May has been weakened by losing the Conservative Party’s majority in a June election and faces hostility from many lawmakers, including some Conservatives, to various parts of the EU withdrawal bill which requires parliamentary approval.
All attempts to amend the bill, on severing ties with the EU, have been voted down so far, but a debate next month on precisely when Britain should leave, and whether a time should be set at all, is be to test her authority.
May urged lawmakers to work together ahead of a debate on several amendments aimed at entrenching EU protections on a wide range of issues from the environment to workers’ rights.
“We will be leaving the European Union on the 19th of March, 2019, and of course there is a lively debate going on in this place and that’s right and proper, and that’s important,” May said during the weekly prime minister’s question time.
“We are listening carefully to those who wish to improve the bill and I hope that we can all come together to deliver on the decision that the country took that we should leave the European Union.”
The debates are likely to last for weeks on a bill seen by May as crucial to give companies confidence that there will be no major legal changes that affect business when Britain leaves the EU in March 2019.
On the first day of debate on Tuesday, lawmakers broke down party lines in turning on each other with catcalls, jeers and accusations of treachery.
Behind the debates is the fear of pro-Brexit lawmakers that Britain may never leave the EU, and of pro-EU politicians who are worried Britain might crash out of the EU without a deal.
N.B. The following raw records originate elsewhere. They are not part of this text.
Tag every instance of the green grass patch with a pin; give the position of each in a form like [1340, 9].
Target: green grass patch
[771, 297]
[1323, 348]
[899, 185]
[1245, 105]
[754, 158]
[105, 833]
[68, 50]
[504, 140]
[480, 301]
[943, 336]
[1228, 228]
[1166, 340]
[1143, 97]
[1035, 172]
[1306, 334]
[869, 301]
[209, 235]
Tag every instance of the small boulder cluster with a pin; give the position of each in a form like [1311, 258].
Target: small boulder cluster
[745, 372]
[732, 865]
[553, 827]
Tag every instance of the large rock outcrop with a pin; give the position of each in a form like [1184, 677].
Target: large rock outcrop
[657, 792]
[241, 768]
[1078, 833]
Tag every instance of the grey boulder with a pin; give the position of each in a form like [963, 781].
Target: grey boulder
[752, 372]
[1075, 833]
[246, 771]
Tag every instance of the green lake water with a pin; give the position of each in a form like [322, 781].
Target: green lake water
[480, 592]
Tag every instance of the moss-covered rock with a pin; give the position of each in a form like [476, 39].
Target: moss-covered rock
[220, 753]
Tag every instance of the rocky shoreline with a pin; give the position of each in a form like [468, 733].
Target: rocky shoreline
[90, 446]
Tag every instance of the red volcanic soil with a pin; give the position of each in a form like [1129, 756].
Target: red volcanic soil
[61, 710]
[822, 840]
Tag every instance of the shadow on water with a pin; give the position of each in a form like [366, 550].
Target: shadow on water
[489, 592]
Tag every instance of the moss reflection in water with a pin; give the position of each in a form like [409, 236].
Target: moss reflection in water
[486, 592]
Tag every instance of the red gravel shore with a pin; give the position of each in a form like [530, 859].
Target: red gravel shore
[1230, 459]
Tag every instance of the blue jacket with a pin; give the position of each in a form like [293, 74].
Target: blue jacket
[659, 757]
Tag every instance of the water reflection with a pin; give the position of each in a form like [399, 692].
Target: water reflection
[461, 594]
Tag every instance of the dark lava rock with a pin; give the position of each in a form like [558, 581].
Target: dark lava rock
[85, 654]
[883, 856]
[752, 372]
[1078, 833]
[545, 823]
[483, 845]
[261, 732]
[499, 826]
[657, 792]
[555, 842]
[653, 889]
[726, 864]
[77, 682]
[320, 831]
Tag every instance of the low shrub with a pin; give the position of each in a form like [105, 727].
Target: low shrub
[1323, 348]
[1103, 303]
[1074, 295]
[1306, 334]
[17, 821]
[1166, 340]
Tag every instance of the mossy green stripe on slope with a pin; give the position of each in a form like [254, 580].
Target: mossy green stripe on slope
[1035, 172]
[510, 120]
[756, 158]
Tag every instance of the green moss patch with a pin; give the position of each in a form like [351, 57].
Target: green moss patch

‘Exit day’ has become the focus for most in parliament with some lawmakers saying pro-Brexit politicians want a firm date on the bill - 11:00 p.m. on March 29, 2019 - to limit flexibility in talks with the EU that are deadlocked largely over money.
May and her ministers are stepping up contacts with EU officials, trying to find ways to put pressure on negotiators in Brussels to try to push the talks forward by December, movement businesses say they need to make investment decisions.
On Wednesday, May met Manfred Weber, a leading lawmaker in the European Parliament and an ally of German Chancellor Angela Merkel, in London, where he expressed confidence that the difficulties in the talks could be overcome.
The parliamentary debate is yet another headache for a prime minister, who has lost two ministers to scandals and faces calls to fire her foreign minister, Boris Johnson, over remarks he made about a jailed Iranian-British aid worker in Iran.
She has tried to ease tensions by offering lawmakers some concessions on the bill, but has yet to convince all her lawmakers, many of whom have said they will not vote with the government on at least one of the debates, namely on ‘exit day’.